This Wednesday night, St. Andrews Church hosts a screening of the highly decorated documentary Our House. Telling the story of a communal living space in Brooklyn, the documentary has been screened across the country, picking up awards from several film festivals including the Garden State, Derby City, Thin Line, and Duke City film festivals. On the heels of the documentary’s May DVD release, the screening tour will find itself in Charleston this week.
Our House shows the day-to-day activities of an experimental commune in a Brooklyn warehouse squat. The commune, run by three young Christian activists, provided a place to live for a handful of homeless men and women. But the home’s true value came in the supportive community it was able to foster for its inhabitants.
Co-producer Greg King has been traveling the U.S. screening and promoting the movie. The sole proprietor of Rotating Films Production Company, King first found out about the Our House commune from a neighbor. “A friend looking to start her own intentional community told me about the house,” remembers King. Intrigued, the two visited the house late one March. “The only light in the whole space came from candles in a tent they had set up.” It was this tent, a make shift center for prayer and house meetings, that really inspired King. “There were 10 or 12 people gathered in the tent having a prayer meeting, and I was immediately mesmerized. I knew right then that it had to be documented.”

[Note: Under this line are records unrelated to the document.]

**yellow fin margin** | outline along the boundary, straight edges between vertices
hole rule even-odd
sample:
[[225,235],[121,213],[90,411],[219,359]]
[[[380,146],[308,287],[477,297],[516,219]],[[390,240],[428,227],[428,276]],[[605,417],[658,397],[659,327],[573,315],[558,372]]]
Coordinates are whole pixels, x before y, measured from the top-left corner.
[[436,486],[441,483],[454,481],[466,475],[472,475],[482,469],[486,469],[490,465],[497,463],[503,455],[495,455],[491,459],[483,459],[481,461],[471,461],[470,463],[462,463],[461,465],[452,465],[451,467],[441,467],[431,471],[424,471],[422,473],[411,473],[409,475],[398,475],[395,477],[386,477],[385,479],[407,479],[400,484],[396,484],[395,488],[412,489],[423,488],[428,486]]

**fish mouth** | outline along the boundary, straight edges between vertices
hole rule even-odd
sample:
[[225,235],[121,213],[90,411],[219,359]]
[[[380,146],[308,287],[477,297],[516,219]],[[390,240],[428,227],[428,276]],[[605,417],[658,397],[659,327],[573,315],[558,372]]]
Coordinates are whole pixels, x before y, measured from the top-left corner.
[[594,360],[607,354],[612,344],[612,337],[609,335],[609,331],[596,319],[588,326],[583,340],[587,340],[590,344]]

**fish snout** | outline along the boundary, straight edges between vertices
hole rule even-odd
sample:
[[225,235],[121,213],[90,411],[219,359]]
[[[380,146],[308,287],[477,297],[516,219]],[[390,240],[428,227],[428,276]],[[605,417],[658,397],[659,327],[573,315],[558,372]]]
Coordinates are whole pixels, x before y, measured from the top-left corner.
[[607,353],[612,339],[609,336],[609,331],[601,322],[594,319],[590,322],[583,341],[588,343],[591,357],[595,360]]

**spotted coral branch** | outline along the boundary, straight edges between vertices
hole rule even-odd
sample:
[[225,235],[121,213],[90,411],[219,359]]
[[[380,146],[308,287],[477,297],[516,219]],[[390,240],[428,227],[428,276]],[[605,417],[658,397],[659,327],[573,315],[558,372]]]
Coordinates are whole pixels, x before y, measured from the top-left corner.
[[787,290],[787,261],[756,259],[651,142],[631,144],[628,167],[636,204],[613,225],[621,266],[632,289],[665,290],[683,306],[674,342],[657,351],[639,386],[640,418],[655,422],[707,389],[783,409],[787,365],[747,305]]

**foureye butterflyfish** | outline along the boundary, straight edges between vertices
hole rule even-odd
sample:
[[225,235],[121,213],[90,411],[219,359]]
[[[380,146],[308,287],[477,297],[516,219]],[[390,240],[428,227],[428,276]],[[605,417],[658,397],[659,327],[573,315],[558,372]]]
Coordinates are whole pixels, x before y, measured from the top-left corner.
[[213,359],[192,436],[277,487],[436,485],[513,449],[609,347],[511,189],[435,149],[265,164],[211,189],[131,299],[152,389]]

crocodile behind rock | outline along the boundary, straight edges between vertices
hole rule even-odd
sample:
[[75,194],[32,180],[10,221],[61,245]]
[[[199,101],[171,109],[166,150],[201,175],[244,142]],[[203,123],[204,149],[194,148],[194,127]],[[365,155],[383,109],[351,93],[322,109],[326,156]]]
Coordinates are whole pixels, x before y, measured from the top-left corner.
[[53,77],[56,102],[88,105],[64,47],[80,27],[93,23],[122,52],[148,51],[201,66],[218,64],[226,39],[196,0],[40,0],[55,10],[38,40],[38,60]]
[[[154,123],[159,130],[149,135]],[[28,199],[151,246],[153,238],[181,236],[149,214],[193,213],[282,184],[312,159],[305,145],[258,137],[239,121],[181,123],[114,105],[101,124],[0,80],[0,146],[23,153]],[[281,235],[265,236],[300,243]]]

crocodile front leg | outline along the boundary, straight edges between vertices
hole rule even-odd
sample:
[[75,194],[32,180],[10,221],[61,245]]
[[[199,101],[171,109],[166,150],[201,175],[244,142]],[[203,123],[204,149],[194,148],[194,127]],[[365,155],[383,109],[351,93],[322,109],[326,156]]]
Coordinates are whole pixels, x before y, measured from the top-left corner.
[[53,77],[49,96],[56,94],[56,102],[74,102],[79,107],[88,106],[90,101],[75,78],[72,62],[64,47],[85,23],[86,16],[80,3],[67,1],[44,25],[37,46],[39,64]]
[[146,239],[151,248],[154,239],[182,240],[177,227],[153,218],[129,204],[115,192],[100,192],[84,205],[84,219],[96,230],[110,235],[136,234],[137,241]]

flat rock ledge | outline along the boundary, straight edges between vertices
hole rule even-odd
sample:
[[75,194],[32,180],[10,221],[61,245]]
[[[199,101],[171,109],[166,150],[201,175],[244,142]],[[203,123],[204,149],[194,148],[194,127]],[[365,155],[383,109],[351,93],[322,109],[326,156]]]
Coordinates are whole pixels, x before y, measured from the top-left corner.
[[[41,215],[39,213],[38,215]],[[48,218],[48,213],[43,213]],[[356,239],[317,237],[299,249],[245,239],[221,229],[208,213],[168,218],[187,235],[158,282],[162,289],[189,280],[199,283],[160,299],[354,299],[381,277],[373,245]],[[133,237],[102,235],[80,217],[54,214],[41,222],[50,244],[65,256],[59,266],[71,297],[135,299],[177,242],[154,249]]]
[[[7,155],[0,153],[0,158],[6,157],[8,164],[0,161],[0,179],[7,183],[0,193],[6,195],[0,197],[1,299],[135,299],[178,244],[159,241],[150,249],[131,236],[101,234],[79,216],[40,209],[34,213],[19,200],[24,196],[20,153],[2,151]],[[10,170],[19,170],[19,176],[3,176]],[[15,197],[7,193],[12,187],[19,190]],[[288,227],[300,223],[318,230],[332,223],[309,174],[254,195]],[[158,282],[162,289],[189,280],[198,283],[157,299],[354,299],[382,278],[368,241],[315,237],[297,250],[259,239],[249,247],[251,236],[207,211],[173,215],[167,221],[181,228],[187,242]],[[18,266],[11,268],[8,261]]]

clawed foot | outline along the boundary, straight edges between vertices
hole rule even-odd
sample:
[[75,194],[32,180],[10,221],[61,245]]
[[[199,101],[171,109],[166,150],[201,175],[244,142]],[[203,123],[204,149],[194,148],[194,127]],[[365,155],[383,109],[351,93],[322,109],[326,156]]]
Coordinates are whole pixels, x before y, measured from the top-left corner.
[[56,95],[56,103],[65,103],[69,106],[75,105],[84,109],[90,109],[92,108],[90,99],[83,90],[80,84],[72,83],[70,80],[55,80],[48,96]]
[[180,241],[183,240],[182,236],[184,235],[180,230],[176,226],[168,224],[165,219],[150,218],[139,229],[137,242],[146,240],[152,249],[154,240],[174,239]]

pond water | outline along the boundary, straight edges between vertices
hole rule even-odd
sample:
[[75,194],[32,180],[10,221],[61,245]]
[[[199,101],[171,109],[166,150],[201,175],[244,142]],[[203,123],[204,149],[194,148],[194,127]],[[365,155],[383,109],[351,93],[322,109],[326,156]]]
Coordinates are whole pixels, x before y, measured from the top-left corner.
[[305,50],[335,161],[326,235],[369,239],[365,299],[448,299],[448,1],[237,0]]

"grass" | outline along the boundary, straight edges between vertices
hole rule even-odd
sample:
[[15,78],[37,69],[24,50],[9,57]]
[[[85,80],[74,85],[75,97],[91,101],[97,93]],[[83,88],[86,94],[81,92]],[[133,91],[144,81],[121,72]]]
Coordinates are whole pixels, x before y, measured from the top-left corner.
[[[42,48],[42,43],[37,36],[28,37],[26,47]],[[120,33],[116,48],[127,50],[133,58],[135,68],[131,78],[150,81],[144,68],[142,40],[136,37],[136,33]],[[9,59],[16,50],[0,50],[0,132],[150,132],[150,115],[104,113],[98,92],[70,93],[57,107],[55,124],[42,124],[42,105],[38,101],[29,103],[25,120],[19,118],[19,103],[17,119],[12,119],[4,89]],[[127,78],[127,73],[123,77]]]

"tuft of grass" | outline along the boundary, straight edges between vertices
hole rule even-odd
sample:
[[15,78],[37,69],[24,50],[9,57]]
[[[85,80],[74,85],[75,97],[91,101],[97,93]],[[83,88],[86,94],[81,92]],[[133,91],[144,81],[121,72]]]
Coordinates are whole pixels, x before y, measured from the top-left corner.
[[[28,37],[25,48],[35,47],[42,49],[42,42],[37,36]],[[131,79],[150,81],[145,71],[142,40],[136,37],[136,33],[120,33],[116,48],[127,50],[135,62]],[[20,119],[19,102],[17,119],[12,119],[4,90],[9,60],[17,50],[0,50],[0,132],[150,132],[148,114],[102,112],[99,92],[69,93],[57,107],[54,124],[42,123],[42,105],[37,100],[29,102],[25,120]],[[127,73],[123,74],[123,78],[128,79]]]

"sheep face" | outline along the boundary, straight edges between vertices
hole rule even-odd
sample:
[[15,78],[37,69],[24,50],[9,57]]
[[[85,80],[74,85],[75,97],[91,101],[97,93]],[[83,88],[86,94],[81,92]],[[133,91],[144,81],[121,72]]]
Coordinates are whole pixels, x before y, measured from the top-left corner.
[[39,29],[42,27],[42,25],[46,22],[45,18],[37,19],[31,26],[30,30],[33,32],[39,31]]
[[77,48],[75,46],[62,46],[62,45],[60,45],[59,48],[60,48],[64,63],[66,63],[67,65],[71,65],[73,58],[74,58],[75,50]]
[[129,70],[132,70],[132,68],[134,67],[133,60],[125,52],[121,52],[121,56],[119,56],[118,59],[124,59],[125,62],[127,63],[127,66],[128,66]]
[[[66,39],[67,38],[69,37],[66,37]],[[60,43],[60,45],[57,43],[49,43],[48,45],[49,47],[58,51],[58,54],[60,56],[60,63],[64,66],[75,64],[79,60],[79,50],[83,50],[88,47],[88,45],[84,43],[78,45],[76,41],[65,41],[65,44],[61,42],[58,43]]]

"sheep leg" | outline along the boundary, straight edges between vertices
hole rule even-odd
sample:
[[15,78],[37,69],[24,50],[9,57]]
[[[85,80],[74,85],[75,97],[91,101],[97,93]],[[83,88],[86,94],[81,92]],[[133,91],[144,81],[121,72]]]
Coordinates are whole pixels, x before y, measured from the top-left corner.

King found himself deeply inspired by their expression of faith and their devotion to community. “They made a point of hearing everyone’s voice. It was very communal and egalitarian.” King felt this sense of community was a great example for society at large. The documentary seeks to inspire people to be more active in and around their communities. “It is a challenge to Christians and everyone living in urban centers to evaluate what it really means to love your neighbor.”
Response to Our House has shown people are stepping up to this challenge. “We have heard from a lot of people that were inspired by the film to help others in a similar way. It’s kind of ideal for me. I don’t expect the film to turn over the shelter system. But I hope it starts a dialogue about homelessness and inspires people to be active and helpful in their community.”
St. Andrews wanted to bring Our House, and its challenge, to the Lowcountry community. “St. Andrews has done screenings in the past and learned about the release of the DVD and wanted to bring us down for a screening.” Although Christianity plays an important role in the narrative of Our House, the documentary is focused on community, not just religion. Augmenting this feeling of community, the screening will be open to the public. “I am a believer, but my partner (co-producer David Teague) is not. As a Christian, I’m interested to see who is interested in the film and the issues, but I don’t want it to be just a Christian conversation. I want all kinds of folks to be there.”
The community screening will take place at 7 p.m. at the St. Andrews Church in Mt. Pleasant.